The index is built on a nightly basis. Therefore,
posts to HyperNews in the past 24 hours may not be searched.
All searches are case insensitive.
Some articles (very few) have their body text set to an external URL. For these
articles, only the headers are indexed.
Results are presented sorted by forum. Because of this sort, all matches are
gathered first before anything is written back to the web page. Therefore, searches
with lots of matches will take a long time to show any results.
There is no "relevancy" rating as in some commercial web search engines.
Articles which contain all the words listed in the search specification are
found. Non-alphanumeric characters are ignored except spaces, semi-colons, commas
and curly braces. Spaces and semi-colons implement a boolean AND and commas
implement a boolean OR. The curly braces can be used to group expressions.
For example, the search spec
hepix solaris will list all articles that contain both words,
hepix,solaris will list all articles that contain either word, and
hepix;{solaris,aix} will list all articles that contain the
word hepix along with either words solaris or aix.
Complex
In a complex search, the index is first searched for candidate files and
the actual files are searched to verify matches. Obviously, this search is
somewhat slower than a simple search. Many additional features are available
in the search using special non-alphanumeric characters. A space is truly a
space in a complex search. Details are available in the
PATTERNS section
of the
glimpse man page.
Searches only article headers. This includes Name (full name of author),
Title, Date and From (nickname of author). It is probably best
to do a Header Only search first when search for very common patterns.
For the most part, a Header Only search is effectively a search on the title.
However, to truly search only the title for the word example, use a complex
search with the pattern title;example and turn on Same Line Mode.
Header and Body
Searches both the header and body of articles for given pattern.

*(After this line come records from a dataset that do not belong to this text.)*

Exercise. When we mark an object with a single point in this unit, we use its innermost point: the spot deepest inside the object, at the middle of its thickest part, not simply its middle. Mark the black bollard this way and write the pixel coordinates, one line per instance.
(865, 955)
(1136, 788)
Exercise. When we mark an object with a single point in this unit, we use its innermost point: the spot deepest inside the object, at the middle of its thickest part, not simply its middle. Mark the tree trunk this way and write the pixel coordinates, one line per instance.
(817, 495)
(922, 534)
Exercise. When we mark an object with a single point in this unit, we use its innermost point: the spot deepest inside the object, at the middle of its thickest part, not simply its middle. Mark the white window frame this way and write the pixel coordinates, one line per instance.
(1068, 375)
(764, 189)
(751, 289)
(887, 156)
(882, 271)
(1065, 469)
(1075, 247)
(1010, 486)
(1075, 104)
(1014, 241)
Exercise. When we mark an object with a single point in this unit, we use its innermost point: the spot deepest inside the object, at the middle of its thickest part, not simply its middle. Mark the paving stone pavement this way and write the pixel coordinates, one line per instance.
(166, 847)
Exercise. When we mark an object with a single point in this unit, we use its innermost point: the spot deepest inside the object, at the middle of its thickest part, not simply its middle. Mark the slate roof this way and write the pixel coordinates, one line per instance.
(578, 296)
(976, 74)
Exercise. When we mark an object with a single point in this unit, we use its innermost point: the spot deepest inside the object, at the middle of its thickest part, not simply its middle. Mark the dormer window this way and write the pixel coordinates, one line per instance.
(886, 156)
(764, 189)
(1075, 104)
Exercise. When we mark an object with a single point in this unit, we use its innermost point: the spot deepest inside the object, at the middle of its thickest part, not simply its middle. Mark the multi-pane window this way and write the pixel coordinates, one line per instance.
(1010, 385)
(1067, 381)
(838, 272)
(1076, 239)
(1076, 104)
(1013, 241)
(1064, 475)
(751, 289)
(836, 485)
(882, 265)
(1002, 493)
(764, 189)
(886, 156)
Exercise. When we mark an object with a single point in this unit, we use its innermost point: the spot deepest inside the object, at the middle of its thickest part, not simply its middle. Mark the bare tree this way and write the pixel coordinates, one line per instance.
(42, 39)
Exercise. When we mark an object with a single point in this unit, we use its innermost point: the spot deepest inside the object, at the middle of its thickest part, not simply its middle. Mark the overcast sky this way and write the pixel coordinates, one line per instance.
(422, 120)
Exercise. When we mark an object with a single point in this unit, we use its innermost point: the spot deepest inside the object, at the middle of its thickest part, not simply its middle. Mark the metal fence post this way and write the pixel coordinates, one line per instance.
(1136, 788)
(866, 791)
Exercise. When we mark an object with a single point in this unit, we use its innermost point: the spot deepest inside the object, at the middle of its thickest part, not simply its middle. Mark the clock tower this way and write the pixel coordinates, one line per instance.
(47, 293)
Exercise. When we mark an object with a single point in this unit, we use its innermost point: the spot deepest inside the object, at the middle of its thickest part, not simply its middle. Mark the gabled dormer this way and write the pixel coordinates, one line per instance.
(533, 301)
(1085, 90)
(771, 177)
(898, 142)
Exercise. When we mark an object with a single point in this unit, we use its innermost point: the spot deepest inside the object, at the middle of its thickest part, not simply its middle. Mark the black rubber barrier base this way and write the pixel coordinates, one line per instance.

Do not match words in the search specification to substrings of larger words.
For instance, hep will not match to hepix when this option is turned on.
Fuzzy Match Mode
Allows up to two errors in the match. Generally, each insertion, deletion,
or substitution counts as one error. Two errors is enough to make HP-UX
match hepix.
Same Line Mode
Makes boolean AND operation (i.e. ';') work on a line by
line basis rather than file by file. Note, because of the way most HTML is written
with no linebreaks in a paragraph, this option effectively changes the basis to
paragraph by paragraph. This option works for complex searches only.